Historically, A.G. Edwards has led brokers to believe that they could take copies of customer records, Mr. Nielsen told the court.

As evidence, the reps submitted a June e-mail from Gene Diederich, A.G. Edwards' director of branches, saying: "Wachovia shares our belief that the [financial consultant], not the firm, owns the client relationship."

Wachovia and A.G. Edwards announced the merger plan at the end of May.

A.G. Edwards also accuses the Grass Valley reps of directing a former receptionist at the branch to delete a database of prospects.

The receptionist, Amy Grandell, who was fired this month as a result of the incident, said in a court filing that A.G. Edwards' claim is not true. She said she deleted the data on her own initiative after the brokers left.

The court has denied A.G. Edwards' request for a temporary restraining order to prevent the reps from contacting their clients. A hearing on an injunction is scheduled for late November.

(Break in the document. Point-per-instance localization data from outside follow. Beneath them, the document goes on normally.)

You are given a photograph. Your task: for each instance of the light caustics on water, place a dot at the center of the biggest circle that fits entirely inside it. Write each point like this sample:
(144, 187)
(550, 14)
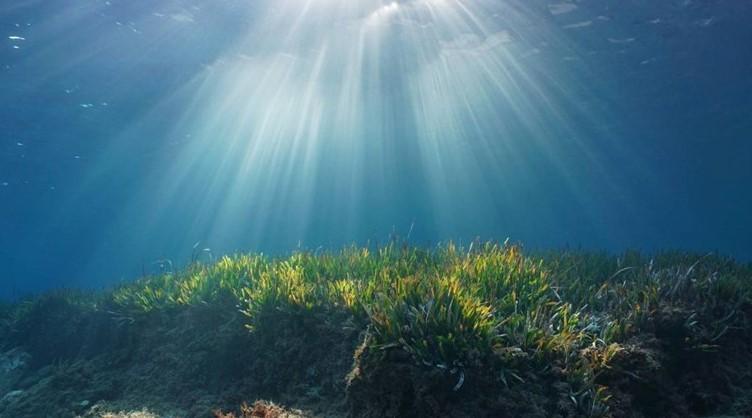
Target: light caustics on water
(332, 121)
(326, 113)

In a similar case brought against the Santa Rosa brokers, a temporary restraining order was granted prohibiting them from soliciting clients.

But the order, issued by the U.S. District Court for the Northern District of California in San Francisco, lets them speak to clients who initiate contact, and mandated that A.G. Edwards give the Stifel phone number to clients who call seeking the brokers. A request for an injunction in that case is pending.